This means it is best to think about the syntax as actually having two distinct parts. The first part (the lexical rules) show us how we can tokenize a stream of characters into a stream of tokens, and the second part (the phrase rules) show us how to parse the token stream into the parse tree. Here’s an example. The source string:

  print( // ⿇🌿
420 );


is made up of these characters:

SPACE SPACE LATIN SMALL LETTER P LATIN SMALL LETTER R LATIN SMALL LETTER I LATIN SMALL LETTER N LATIN SMALL LETTER T LEFT PARENTHESIS TAB SOLIDUS SOLIDUS SPACE KANGXI RADICAL HEMP HERB LINEFEED DIGIT FOUR DIGIT TWO DIGIT ZERO SPACE RIGHT PARENTHESIS SEMICOLON

When we apply the lexical rules to this character stream, skipping the spaces (and comments), we get the token stream:

id(print) ( num(420) ) ;

Next, we apply the phrase rules allows us to uncover the parse tree:

A very important thing to note: The frontier of the parse tree is the token stream.

Exercise: Repeat this phrase to yourself five times: The frontier of the parse tree is the token stream.
The parse tree ends at tokens, not characters

Please take the time to consider how silly it would be if the parse tree expanded all of the lexical rules down to characters. Having the parse tree stop at tokens is a good example of what we would call “breaking a complex problem down into simpler parts.”

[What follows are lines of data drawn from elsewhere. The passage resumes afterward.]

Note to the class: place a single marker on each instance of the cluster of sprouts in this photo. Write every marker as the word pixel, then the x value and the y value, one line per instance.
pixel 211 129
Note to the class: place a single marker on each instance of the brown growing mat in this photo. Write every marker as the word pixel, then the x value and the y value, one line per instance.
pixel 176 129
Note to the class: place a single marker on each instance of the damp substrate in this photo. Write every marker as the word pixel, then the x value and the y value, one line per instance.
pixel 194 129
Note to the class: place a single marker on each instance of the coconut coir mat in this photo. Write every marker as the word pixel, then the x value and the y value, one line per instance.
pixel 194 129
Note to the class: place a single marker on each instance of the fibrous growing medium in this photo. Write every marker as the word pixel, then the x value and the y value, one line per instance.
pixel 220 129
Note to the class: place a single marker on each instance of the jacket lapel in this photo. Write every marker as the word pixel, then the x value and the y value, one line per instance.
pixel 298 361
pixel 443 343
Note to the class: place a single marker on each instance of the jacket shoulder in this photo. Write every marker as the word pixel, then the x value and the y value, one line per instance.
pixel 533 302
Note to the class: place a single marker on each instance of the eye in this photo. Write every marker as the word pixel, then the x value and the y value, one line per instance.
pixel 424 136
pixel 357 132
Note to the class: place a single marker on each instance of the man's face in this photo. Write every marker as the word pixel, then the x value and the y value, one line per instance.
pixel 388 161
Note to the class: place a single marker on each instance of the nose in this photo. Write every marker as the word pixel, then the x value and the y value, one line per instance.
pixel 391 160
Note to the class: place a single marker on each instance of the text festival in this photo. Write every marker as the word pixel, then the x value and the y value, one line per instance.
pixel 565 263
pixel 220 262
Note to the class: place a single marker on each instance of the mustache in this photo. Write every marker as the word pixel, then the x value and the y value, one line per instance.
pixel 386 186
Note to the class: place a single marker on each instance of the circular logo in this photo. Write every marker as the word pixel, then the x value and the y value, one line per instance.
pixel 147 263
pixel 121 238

#### Dealing With Ambiguity

How did we do with our grammar? Well, you know, there is one issue: It can parse the string 9-3*7 in two ways:

Having more than one parse tree for a given input string means that our syntax description is ambiguous. This isn’t necessarily bad, because we could (if we wanted to) leave the ambiguity in the grammar but supply extra informal explanatory text in our language definition that determines how the ambiguity is to be resolved. 🙄🙄🙄 Okay, if you don’t like that idea, we can get rid of this particular ambiguity by adding extra rules in the grammar itself, that basically force an operator precedence:

• An expression is a sequence of one or more terms, separated by additive operators
• A term is a sequence of one or more factors, separated by multiplicative operators
• A factor is made up of primaries, separated by exponentiation operators
• A primary is the most basic thing (variables, numerals, calls), including parenthesized expressions, which allow unlimited nesting
Exp        → Term (("+" | "-") Term)*
Term       → Factor (("*" | "/" | "%") Factor)*
Factor     → Primary ("**" Primary)*
Primary    → num
| id
| Call
| "-" Primary
| "(" Exp ")"


Great! Now there is one and only one parse tree for that previously problematic expression:

Exercise: Argue why, or prove if you can, that, the new grammar is not ambiguous.

If you are still getting used to the grammar notation, let’s see the new rules as syntax diagrams:

Exp
Term
Factor
Primary

Our grammar rules have forced the binary operators into a precedence hierarchy!

• + and - have the lowest precedence.
• *, /, and / have the next higher precedence.
• ** has the highest precedence.

#### Associativity

Wait, we are not done with structuring our operators just yet. The way things stand now, the parse tree for 3-8-5 looks pretty flat:

It doesn’t suggest whether we mean to compute (3-8)-5 (= -10) or 3-(8-5) (= 0). As language designers, we should make the choice of left-associativity or right-associativity or even non-associativity for each operator. There is a way to do this. Let’s make the additive and multiplicative operators left associative and the exponentiation operator right associative:

Exp        → (Exp ("+" | "-"))? Term
Term       → (Term ("*" | "/" | "%"))? Factor
Factor     → Primary ("**" Factor)?


Or, equivalently, in diagrams:

Exp
Term
Factor

How the heck does this work? Study these parse trees, and hopefully the insight will come to you! (Hint: remember the grammar is designed to force the tree to “come out” a certain way.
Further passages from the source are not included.